Giffords credited Cochise County Sheriff Larry Dever with helping educate her to the particular strains on first responders of illegal immigration - a subject that was sure to arise later in the day in Douglas at her summit meeting with municipal and law enforcement officials from the U.S. and Mexico.



 In Sierra Vista, the mix of Border Patrol agents, firefighters, paramedics, air evacuation personnel and health workers listened as Giffords talked about her seat on the Science and Technology committee, and her awareness of the impact of climate shifts, less snowpack and rainfall on the water supply needed to fight fires, support the fastest growing state and its growing demand for an expanded infrastructure.



 "People back east don't know our topography, our empty areas," she said. "I want to apply pressure to make sure you have the tools, resources and techniques to do your jobs."



 She related her job on the Foreign Affairs committee (Western Hemisphere) to the summit in Douglas, saying that no doubt the recent drug gang violence in Cananea would come under discussion and that as a major clearinghouse for drugs, the Interstate 19 corridor leading to Tucson would be studied for permanent Border Patrol checkpoints.

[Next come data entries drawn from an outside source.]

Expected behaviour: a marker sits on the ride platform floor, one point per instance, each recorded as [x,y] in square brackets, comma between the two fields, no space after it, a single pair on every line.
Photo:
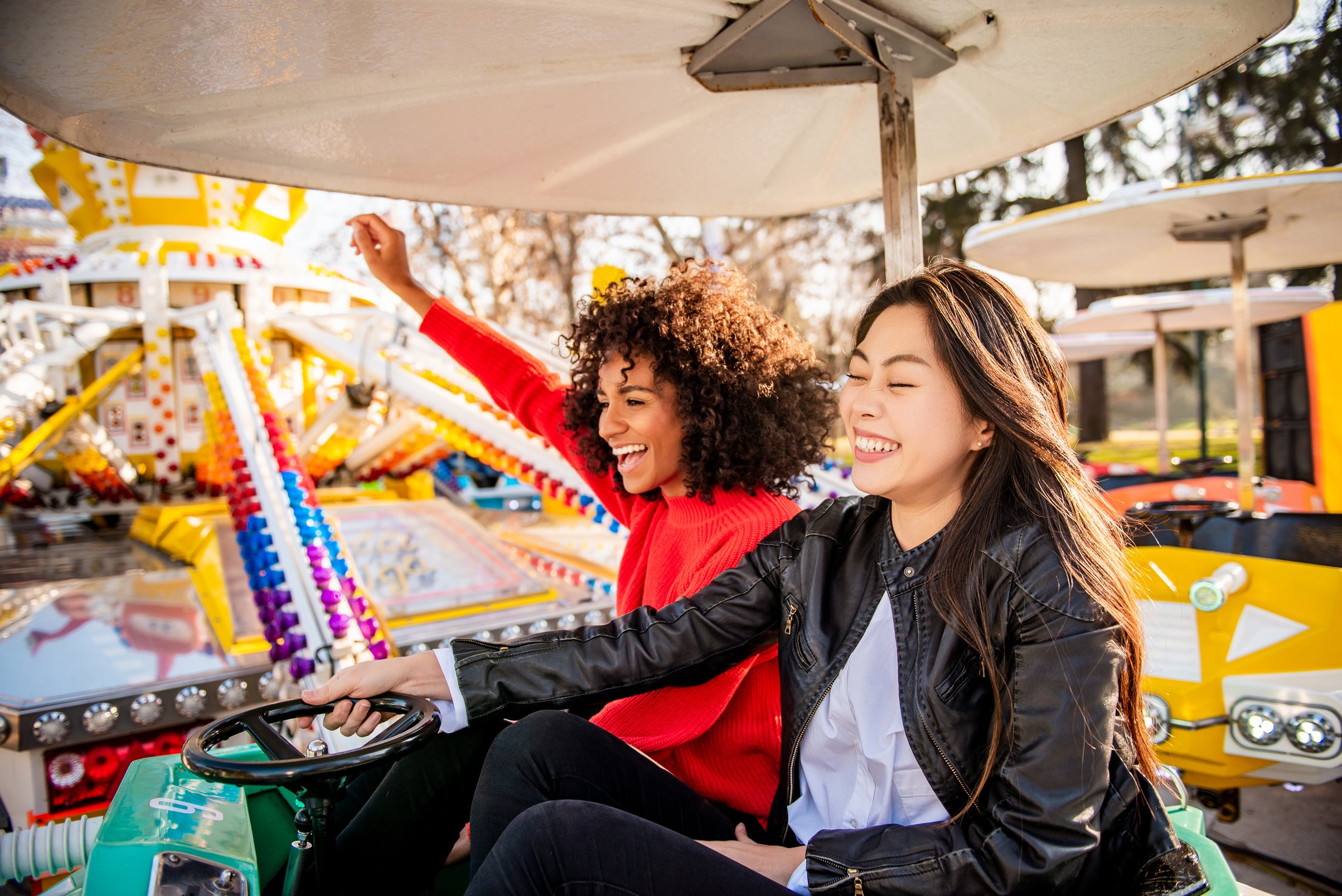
[1302,829]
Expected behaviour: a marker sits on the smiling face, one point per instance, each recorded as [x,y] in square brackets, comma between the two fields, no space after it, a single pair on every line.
[913,439]
[641,422]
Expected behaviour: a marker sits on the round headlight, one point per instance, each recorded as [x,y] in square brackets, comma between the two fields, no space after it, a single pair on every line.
[51,728]
[190,702]
[65,771]
[147,709]
[1311,733]
[1156,713]
[270,686]
[231,692]
[100,718]
[1259,725]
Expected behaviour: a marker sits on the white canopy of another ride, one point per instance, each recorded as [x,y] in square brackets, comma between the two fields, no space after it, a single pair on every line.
[1184,312]
[611,106]
[1146,234]
[1078,348]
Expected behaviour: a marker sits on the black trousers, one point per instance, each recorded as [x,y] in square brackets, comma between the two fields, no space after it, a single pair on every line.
[399,820]
[564,807]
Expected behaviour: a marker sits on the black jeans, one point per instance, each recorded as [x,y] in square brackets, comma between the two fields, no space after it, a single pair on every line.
[399,820]
[564,807]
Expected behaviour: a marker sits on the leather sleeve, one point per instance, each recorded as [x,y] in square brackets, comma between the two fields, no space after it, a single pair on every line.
[1039,815]
[682,644]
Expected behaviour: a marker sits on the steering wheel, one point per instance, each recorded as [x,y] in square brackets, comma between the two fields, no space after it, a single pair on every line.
[286,765]
[1185,514]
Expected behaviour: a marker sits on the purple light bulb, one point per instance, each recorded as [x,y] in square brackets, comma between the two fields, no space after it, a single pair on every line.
[338,624]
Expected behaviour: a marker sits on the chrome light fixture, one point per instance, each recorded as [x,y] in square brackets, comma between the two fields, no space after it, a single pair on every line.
[1259,725]
[147,709]
[100,718]
[51,728]
[1156,713]
[232,692]
[1311,733]
[190,702]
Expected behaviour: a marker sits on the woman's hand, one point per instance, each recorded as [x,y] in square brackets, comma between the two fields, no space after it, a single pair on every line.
[418,675]
[775,863]
[384,250]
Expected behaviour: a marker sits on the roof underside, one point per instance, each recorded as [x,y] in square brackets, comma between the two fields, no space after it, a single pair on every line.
[576,105]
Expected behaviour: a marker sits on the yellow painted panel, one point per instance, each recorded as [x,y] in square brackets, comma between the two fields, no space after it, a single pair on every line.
[1306,593]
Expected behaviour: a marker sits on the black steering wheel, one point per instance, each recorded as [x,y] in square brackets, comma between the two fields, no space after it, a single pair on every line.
[1186,515]
[288,765]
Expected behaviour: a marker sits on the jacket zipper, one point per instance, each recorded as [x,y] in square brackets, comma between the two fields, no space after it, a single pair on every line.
[796,748]
[924,719]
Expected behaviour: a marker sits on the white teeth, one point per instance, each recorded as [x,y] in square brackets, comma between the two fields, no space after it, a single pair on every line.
[868,443]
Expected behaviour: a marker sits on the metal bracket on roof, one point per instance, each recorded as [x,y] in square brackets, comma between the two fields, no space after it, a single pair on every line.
[804,43]
[1220,230]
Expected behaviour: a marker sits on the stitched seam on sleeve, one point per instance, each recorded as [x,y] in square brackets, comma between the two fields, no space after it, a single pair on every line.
[627,629]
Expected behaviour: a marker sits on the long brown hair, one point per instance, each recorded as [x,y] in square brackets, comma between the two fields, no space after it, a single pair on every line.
[1010,375]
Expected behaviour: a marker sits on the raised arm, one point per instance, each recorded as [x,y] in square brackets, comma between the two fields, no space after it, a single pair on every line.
[516,380]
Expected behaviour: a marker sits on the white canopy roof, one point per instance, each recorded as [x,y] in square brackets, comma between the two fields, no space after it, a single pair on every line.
[1191,310]
[1078,348]
[578,105]
[1128,239]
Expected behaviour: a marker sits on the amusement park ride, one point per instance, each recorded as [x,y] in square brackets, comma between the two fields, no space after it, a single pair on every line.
[187,366]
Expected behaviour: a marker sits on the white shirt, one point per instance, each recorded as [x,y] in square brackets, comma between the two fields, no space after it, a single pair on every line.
[856,766]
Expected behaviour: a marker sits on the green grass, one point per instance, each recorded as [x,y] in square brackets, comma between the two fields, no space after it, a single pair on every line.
[1142,451]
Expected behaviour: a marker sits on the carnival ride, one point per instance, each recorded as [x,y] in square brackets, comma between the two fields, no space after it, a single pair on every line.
[1242,619]
[691,98]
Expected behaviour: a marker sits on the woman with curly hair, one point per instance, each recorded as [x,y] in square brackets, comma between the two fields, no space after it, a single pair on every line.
[690,415]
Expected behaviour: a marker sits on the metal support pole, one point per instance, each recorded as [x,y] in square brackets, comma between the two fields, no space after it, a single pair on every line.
[1201,395]
[899,173]
[1243,372]
[1160,368]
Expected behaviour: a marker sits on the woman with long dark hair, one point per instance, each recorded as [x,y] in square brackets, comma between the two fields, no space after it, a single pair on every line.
[960,662]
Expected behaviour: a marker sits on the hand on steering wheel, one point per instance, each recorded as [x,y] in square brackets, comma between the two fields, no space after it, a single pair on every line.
[286,764]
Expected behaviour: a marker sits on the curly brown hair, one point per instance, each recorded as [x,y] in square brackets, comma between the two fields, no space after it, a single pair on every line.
[753,399]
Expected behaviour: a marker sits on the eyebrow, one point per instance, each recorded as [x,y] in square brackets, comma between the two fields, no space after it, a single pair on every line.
[627,389]
[894,359]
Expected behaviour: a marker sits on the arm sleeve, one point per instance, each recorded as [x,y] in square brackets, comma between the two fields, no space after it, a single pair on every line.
[454,710]
[685,643]
[520,384]
[1040,811]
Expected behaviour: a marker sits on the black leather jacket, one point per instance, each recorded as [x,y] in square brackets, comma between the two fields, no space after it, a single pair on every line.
[1063,811]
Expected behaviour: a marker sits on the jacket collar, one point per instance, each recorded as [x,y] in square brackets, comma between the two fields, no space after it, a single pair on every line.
[904,569]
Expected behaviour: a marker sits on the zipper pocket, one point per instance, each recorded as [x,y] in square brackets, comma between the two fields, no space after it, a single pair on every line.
[792,628]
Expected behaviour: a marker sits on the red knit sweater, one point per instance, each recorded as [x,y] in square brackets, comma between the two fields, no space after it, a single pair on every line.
[723,737]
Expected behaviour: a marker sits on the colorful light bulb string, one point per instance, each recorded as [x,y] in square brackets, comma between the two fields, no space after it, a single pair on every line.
[344,600]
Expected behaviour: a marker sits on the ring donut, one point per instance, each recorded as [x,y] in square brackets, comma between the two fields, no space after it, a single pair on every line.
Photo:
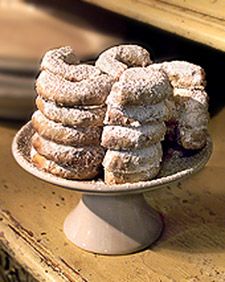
[80,116]
[74,136]
[87,92]
[68,172]
[63,62]
[117,59]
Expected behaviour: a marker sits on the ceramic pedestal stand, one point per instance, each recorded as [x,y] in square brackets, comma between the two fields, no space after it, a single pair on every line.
[113,219]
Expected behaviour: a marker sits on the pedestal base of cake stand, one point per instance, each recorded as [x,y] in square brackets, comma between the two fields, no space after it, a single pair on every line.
[113,224]
[113,219]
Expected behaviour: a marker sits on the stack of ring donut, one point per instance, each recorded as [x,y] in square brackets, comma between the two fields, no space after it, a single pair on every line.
[69,120]
[188,124]
[115,113]
[134,125]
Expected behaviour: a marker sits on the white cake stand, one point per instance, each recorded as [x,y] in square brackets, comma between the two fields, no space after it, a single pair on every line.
[113,219]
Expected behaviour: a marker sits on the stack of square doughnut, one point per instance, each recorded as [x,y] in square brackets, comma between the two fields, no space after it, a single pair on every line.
[115,113]
[134,122]
[188,123]
[69,119]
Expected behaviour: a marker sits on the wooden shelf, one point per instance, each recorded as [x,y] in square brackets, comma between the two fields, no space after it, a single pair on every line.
[191,248]
[202,21]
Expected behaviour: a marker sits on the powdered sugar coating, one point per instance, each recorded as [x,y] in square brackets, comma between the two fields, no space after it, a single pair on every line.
[183,74]
[74,136]
[123,137]
[63,62]
[133,161]
[79,157]
[140,86]
[193,117]
[91,91]
[76,116]
[136,116]
[117,59]
[79,173]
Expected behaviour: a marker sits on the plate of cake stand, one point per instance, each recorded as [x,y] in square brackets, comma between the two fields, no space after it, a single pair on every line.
[114,219]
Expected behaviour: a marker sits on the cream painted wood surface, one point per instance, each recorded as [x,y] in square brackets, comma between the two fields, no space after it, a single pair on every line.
[202,21]
[28,30]
[191,248]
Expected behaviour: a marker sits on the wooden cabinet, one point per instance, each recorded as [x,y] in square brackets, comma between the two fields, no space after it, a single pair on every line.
[202,21]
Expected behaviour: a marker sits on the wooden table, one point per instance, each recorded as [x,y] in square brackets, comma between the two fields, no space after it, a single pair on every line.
[202,20]
[190,249]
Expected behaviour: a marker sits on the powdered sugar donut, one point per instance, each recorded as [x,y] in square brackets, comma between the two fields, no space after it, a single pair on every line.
[193,118]
[86,156]
[126,137]
[117,59]
[133,161]
[91,91]
[134,89]
[136,116]
[63,62]
[183,74]
[80,173]
[75,116]
[74,136]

 She expressed the belief that Arizona's border counties interconnect and inter-relate in terms of their front line personnel, and that people in the room could be called upon to help each other and their counterparts in neighboring jurisdictions in the event of a shootout or disaster along or near the border.



 Fry Fire Chief Bill Miller invited the group to comment or ask questions of Giffords, who listened to a variety of concerns, chiefly regarding the lack of insurance coverage for U.S. agencies and volunteers entering Mexico to assist with fires or other hazardous situations.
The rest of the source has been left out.